もっとも認めなかったところで、何も残されていないという事実は何も変わらないが。
それに気付けない時点で、彼は既に錯乱しているとも言える。
だが、そんなリチャードに対して同情するつもりなど、ザンには無い。
何よりも、真相が分からないままでは、この事件は終わらないのだ。
「いいか、あんたは竜殺しの英雄なんかじゃない!
今から本物と偽物の差がどれだけ開いているのか、見せてやる!」
ザンはブンと剣を振り上げ、そして叫ぶ。
「斬竜剣士ザンの名において命ずる。
汝、我が呼びかけに応じ、その封じられし力を解き放て!」
ザンの言葉と同時に、その剣からは凄まじいまでの魔力が放出され始めた。
通常の戦闘においては不必要なほど高い攻撃力と、それが故に激しい力の消耗を抑える為に施されていた封印を解いたのである。
「ひ……ひぃ……!?」
リチャードは恐怖した。
今、目の前で紅く輝いている剣からは、先ほどファーブが使用した呪文をもはるかに凌ぐ力が感じられたのだ。
「その目でよく確かめてみろっ!」
ザンは剣を高く振り上げ、そして、そのままリチャード目掛けて振り下ろす。
「…………ギッ!?」
剣はリチャードのわずか数cm横を通りすぎた。
しかし、直撃こそしなかったものの、リチャードは全身がバラバラになるような衝撃を受ける。

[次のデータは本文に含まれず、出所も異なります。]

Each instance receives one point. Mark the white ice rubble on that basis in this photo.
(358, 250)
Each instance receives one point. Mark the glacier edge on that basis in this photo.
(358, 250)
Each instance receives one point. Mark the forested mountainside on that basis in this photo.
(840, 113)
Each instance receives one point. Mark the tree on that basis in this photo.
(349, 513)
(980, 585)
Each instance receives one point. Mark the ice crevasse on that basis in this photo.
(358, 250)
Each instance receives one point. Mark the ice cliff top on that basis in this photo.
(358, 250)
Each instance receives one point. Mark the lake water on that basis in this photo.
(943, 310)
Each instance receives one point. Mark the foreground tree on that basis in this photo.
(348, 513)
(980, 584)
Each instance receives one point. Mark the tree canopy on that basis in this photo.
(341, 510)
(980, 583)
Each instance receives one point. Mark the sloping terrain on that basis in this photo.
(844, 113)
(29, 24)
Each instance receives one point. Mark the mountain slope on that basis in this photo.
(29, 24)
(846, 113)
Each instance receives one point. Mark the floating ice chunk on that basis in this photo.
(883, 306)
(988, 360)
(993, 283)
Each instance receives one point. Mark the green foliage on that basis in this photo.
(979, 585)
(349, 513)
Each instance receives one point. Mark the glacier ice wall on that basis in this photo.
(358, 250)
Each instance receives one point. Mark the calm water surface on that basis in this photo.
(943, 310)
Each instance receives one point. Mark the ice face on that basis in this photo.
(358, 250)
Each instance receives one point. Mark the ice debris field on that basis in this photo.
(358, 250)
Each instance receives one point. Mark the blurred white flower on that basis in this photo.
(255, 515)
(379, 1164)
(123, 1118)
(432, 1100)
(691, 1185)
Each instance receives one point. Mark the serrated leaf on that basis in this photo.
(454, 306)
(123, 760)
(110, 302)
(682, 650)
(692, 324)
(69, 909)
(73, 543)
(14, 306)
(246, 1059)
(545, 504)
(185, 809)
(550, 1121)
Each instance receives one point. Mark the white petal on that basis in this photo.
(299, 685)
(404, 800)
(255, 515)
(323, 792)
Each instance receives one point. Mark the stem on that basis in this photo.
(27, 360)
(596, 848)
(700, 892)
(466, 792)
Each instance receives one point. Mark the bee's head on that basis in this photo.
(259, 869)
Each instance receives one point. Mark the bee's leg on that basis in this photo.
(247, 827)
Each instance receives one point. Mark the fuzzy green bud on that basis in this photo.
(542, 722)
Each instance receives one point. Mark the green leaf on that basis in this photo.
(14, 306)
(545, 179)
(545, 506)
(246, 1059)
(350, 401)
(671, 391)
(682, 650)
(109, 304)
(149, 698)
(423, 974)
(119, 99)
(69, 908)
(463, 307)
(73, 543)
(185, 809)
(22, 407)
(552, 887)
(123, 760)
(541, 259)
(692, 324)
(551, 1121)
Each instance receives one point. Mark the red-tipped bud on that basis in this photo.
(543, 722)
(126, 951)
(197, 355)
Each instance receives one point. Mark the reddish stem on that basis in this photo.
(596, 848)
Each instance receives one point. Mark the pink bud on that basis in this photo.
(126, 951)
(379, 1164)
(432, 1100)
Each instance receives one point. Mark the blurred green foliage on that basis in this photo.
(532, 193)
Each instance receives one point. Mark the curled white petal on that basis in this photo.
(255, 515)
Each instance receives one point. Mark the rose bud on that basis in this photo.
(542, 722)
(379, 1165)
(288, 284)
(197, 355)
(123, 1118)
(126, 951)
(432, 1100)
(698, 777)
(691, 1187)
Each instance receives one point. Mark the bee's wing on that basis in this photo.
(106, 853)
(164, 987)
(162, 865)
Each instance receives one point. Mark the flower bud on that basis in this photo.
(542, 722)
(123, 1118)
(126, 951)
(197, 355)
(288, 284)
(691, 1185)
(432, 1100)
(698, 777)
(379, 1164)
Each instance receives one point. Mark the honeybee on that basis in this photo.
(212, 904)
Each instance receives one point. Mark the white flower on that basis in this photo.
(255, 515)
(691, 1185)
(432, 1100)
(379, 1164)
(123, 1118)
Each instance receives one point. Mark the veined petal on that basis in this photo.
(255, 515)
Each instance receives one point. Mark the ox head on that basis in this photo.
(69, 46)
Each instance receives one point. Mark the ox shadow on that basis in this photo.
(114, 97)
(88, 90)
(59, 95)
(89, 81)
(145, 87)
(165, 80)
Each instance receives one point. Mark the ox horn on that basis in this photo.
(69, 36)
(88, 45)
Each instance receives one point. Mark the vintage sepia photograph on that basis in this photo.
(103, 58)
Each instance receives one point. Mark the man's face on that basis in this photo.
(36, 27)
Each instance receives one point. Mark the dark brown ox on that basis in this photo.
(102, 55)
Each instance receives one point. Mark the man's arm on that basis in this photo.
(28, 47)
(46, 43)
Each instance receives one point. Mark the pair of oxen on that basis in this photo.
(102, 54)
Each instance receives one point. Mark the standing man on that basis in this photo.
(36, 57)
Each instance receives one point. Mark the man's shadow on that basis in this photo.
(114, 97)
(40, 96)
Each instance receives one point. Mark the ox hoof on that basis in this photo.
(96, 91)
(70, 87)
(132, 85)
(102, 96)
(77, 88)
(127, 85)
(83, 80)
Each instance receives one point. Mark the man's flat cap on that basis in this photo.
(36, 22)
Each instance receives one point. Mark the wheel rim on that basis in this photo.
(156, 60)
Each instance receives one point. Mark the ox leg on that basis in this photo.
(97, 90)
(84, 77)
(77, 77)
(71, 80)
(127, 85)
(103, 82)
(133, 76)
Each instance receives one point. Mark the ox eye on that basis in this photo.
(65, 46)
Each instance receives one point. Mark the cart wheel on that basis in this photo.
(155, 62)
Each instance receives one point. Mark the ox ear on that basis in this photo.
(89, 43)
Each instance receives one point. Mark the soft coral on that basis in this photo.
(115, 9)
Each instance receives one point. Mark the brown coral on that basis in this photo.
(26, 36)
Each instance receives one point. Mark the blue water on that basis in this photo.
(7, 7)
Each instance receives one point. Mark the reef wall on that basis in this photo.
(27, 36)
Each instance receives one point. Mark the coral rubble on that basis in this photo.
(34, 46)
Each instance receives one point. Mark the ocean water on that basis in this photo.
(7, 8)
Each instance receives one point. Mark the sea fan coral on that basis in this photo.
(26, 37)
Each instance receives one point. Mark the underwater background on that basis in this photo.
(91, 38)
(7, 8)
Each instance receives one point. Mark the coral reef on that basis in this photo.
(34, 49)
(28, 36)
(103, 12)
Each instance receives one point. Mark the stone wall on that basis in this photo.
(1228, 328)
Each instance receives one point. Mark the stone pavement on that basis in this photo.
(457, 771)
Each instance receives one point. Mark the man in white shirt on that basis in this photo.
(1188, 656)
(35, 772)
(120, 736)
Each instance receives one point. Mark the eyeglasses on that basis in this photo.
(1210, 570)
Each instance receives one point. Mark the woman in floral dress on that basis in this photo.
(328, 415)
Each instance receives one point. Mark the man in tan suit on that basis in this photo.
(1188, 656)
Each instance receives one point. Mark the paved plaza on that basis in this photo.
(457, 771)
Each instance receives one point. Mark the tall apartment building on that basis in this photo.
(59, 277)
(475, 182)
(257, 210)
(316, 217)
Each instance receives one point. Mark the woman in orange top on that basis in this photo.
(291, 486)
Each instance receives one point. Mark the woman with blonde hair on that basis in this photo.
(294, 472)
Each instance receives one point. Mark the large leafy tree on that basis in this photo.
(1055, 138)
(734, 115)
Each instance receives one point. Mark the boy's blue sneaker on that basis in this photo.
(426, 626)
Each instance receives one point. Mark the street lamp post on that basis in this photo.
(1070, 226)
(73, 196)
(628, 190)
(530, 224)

剣が叩きつけられた大地には数十mに渡って、大きな地割れが生じていた。
これでもまだ、ザンは手加減している。
「私が本気を出せば、まだまだこんなものじゃない!
このチャダラを両断することだってできる!
これが真に竜を倒せる者の実力だ!」
「………………!!」
地に倒れたままのリチャードは、茫然とした表情でザンを見上げた。
「お……同じだ……」
「何?」
「あいつと同じだ力だ……。
俺は……あいつの力に魅せられた……。
だから竜を倒すほどの力が欲しかったんだ……。
あの力さえあれば、全てが思い通りになると思ったのに……」
譫言のように述懐しながら、ザンを見上げるリチャードの表情には、羨望の色が入り交じっていた。
彼女と「あいつ」の姿を重ねているのだろうか。
「竜殺しの称号にこだわったのはその所為か……。
しかし『あいつ』とは一体何者なんだ?」
ザンの問いにリチャードは、弱々しく首を左右に振る。
「何者なのかは分からない……。
あの時、竜は俺に『配下になれば、見返りに巨大な力を与えてやる』と、語りかけてきた。
俺は迷っていた……。
その直後、俺の目の前で竜は真っ二つに裂けたんだ。
辺りには物凄い量の血が、撒き散らされて……」
(その時に、竜の血に寄生されたのか……)
リチャードは小刻みに身体を震わせていた。
その時の恐怖が蘇った所為のか、それとも興奮している所為なのかは一見しただけでは区別がつかない。
あるいはその両方なのか。
「竜から噴き出した血煙の向こうに、あいつがいたんだ……。
黒い鎧に身を包み、巨大な剣を携えた隻腕の男が……」
「――――――――っ!?」
リチャードのその言葉に、ザンはここ200年間で最大の衝撃を受けた。